Roommates adjust to forced triples

By The Beacon | October 27, 2010 9:00pm

Despite cramped quarters of ‘forced triples,’ some students enjoy living in them

Freshman Benjamin Cornish shares a room with two other people in a dorm room originally suited for two. At the beginning of the semester there were 20 "forced triples" and only six of these have been broken down into regular doubles. (Scott Chia -- The Beacon)

By Elizabeth Vogel, Staff Writer --

When freshmen Nick Nobriga saw the size of his dorm room for the first time, he was surprised.

"When they told me I'd be in a triple, at first I thought I was in a really big room," he said.

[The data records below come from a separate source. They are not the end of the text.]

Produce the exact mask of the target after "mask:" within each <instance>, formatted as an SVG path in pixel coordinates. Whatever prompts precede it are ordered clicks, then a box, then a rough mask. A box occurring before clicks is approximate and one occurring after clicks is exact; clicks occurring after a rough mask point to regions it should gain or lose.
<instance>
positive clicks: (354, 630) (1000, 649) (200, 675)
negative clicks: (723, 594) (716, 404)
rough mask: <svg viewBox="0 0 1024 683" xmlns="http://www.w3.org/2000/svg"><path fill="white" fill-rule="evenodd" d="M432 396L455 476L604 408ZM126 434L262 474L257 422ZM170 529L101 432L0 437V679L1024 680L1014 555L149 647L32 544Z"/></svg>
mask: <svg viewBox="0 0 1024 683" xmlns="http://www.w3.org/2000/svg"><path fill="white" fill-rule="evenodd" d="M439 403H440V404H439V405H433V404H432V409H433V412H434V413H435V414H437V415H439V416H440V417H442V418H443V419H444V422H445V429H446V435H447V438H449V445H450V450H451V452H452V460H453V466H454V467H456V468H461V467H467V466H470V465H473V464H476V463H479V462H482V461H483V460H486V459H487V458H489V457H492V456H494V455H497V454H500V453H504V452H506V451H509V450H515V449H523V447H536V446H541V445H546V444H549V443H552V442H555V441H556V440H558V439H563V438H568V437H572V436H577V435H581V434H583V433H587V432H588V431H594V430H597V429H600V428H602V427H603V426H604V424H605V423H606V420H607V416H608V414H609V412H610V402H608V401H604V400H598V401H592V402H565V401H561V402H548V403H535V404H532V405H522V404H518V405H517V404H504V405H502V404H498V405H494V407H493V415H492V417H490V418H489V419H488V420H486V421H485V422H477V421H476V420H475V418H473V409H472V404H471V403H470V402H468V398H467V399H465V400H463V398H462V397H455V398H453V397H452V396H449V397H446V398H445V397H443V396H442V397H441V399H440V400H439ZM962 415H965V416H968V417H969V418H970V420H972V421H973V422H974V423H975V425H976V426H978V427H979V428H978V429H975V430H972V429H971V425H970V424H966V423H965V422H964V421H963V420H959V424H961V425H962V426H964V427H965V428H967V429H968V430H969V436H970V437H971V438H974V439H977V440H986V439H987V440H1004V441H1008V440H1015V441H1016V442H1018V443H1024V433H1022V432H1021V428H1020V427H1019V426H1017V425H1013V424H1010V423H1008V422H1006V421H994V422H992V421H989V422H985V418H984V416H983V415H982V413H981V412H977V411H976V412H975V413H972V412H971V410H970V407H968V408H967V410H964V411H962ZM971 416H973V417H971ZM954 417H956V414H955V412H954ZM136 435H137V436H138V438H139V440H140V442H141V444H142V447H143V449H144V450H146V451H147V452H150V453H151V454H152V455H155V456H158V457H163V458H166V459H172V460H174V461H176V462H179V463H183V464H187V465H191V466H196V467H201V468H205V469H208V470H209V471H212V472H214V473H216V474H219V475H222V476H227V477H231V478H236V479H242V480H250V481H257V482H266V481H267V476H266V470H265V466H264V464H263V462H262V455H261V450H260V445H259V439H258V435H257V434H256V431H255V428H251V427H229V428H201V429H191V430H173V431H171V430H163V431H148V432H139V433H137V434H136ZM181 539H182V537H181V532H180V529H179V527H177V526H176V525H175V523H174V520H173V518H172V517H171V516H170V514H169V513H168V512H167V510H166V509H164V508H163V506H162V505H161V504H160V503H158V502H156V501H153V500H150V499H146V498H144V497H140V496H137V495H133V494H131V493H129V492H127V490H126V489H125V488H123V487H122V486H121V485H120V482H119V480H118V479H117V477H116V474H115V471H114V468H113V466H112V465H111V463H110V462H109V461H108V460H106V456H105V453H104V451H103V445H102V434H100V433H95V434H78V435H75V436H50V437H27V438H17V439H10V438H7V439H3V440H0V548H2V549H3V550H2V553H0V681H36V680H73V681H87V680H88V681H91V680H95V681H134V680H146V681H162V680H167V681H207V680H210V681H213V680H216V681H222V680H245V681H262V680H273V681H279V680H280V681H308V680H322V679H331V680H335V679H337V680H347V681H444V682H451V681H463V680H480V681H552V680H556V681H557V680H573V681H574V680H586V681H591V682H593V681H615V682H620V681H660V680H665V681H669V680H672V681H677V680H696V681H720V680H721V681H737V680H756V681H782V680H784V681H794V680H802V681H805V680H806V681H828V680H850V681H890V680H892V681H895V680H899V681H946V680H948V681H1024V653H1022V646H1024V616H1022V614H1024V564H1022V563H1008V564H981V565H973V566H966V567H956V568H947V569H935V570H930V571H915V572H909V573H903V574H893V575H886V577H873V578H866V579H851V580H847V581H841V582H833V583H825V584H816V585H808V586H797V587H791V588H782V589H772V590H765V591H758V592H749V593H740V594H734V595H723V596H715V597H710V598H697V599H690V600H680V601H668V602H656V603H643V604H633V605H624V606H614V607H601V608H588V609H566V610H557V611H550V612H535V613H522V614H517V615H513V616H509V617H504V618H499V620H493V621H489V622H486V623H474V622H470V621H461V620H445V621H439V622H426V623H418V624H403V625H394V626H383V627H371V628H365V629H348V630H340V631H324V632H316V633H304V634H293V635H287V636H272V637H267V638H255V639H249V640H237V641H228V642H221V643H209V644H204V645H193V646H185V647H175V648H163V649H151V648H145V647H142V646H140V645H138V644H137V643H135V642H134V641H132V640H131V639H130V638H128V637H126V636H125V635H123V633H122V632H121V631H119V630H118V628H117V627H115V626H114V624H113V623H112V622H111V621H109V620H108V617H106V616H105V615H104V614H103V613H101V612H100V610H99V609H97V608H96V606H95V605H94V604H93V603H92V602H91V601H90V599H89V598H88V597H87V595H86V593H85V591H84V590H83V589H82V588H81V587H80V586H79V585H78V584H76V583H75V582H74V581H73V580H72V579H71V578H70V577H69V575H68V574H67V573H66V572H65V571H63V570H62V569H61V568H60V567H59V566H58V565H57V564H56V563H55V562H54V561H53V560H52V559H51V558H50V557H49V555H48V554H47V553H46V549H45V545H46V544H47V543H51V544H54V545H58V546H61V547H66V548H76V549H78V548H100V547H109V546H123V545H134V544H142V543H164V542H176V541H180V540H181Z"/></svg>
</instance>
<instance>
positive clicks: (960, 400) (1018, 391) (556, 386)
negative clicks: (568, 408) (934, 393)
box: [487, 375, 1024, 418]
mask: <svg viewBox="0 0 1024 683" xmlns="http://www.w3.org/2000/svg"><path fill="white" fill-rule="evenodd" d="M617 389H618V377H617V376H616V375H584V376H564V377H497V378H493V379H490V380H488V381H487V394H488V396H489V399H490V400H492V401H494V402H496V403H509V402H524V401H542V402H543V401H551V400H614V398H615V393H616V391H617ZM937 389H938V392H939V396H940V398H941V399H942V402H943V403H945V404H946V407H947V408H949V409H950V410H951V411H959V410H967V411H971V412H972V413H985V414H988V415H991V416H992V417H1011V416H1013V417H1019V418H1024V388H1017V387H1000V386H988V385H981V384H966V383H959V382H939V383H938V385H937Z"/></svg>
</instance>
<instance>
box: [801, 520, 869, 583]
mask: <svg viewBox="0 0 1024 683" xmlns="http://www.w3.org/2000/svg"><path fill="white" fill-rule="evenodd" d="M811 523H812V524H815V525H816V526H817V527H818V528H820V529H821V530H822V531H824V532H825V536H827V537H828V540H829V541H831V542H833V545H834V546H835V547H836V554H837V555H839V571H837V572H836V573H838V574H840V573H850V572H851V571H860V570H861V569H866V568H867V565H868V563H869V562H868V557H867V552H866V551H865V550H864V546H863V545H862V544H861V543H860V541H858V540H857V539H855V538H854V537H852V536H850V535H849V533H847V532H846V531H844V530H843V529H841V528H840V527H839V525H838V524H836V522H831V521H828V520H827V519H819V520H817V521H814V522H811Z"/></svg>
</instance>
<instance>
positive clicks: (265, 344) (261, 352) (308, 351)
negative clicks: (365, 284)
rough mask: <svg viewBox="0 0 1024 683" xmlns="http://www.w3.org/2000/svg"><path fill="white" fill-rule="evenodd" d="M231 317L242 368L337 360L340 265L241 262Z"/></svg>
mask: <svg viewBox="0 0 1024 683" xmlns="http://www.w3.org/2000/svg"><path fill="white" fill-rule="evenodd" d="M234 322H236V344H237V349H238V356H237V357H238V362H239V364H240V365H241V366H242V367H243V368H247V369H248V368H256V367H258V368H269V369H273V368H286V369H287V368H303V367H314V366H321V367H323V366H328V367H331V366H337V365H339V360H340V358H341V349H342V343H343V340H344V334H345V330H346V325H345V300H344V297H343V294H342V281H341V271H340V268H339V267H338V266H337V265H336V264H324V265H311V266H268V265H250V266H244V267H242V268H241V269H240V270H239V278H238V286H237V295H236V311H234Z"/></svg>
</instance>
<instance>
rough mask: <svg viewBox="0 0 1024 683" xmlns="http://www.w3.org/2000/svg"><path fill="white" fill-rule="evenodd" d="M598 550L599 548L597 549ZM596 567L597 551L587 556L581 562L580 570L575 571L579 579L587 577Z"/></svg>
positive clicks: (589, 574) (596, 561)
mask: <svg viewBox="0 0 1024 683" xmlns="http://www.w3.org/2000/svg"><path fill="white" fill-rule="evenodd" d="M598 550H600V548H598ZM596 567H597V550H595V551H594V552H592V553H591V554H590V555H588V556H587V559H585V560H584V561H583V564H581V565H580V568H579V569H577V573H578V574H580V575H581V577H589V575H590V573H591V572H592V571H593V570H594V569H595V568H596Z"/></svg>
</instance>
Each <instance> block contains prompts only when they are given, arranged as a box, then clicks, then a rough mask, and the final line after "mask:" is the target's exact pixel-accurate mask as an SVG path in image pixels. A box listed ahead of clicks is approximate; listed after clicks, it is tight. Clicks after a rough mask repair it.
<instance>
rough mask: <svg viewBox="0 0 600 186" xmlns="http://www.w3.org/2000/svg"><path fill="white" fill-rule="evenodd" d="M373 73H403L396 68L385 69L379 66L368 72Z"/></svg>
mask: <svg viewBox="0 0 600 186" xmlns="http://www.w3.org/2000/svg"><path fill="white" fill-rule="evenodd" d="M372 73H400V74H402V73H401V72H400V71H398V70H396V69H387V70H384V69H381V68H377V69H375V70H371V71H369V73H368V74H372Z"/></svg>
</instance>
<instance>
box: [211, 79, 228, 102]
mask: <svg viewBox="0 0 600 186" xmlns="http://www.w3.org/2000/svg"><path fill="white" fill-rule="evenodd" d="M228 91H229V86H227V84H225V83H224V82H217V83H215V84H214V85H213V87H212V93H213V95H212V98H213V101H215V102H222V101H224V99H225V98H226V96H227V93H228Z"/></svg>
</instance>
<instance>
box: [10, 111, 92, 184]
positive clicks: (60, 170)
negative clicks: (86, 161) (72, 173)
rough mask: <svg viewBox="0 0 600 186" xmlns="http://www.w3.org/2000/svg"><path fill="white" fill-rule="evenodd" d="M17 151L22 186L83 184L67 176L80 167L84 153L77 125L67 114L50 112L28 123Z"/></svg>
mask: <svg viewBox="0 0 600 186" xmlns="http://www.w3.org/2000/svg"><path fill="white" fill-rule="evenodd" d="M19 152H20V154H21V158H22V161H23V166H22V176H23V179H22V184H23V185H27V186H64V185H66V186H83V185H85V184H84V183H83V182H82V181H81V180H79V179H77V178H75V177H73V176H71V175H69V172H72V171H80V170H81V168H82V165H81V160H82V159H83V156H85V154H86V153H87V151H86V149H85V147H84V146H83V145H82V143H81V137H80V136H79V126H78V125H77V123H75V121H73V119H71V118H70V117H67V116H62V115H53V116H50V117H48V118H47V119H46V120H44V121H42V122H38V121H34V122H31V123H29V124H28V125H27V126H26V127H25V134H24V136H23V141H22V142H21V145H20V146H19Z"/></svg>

Nobriga is just one of many freshmen placed in a "forced triple." Due to the largest freshmen class in UP's history and the greater number of women, some halls were converted to female rooms, leaving less space for UP men.

According to senior Nick Etzel, an RA on the third floor of Schoenfeldt Hall, seven out of the nine 180 square foot rooms on his floor are "forced triples."

Nobriga shares one of these rooms with freshmen Clinton Malson and Kyle DeFrancia.

Despite the cramped quarters, the roommates said they get along. However, they had to make sacrifices to fit comfortably.

"We had to get rid of our dresser to consolidate," DeFrancia said. They also had to move the TV.

"We used to have the TV (by the sink) but it wasn't working. Toothpaste would end up on it," Nobriga said.

In addition to furniture issues, the roommates have also had to make social sacrifices.

"It's hard to have people come over," DeFrancia said.

Michael Walsh, director of Residence Life, said that more parents than students have complained about the rooms. Residence Life is not planning on changing the way housing works next year.

"It's the same as always," said Walsh. "We guarantee housing for first time freshmen."

Both Nobriga and Defrancia said they plan to live on campus next year. Malson, however, will move off campus. "I'm planning on staying here over the summer anyway, so it makes more sense to live off campus," Malson said.

At the beginning of the year, Residence Life was hoping to move some affected students into regular rooms as students dropped out of UP. But due to University of Portland's high freshman retention rate, few rooms have become available for students.

"After the semester began we were able to break down six forced rooms," Walsh said.

There were about 20 "forced triples" at the beginning of the semester.

Some students on Etzel's floor in Schoenfeldt were given the opportunity to move.

"One person left to go to Kenna, so a room opened," he said.

Still, despite close quarters, not everyone is anxious to move out of "forced triples." Nobriga was given the opportunity to move into a regular room in Kenna, but he turned it down.

"My friends are here, and Nick (the RA)," he said. "I like this hall. It didn't make sense to move."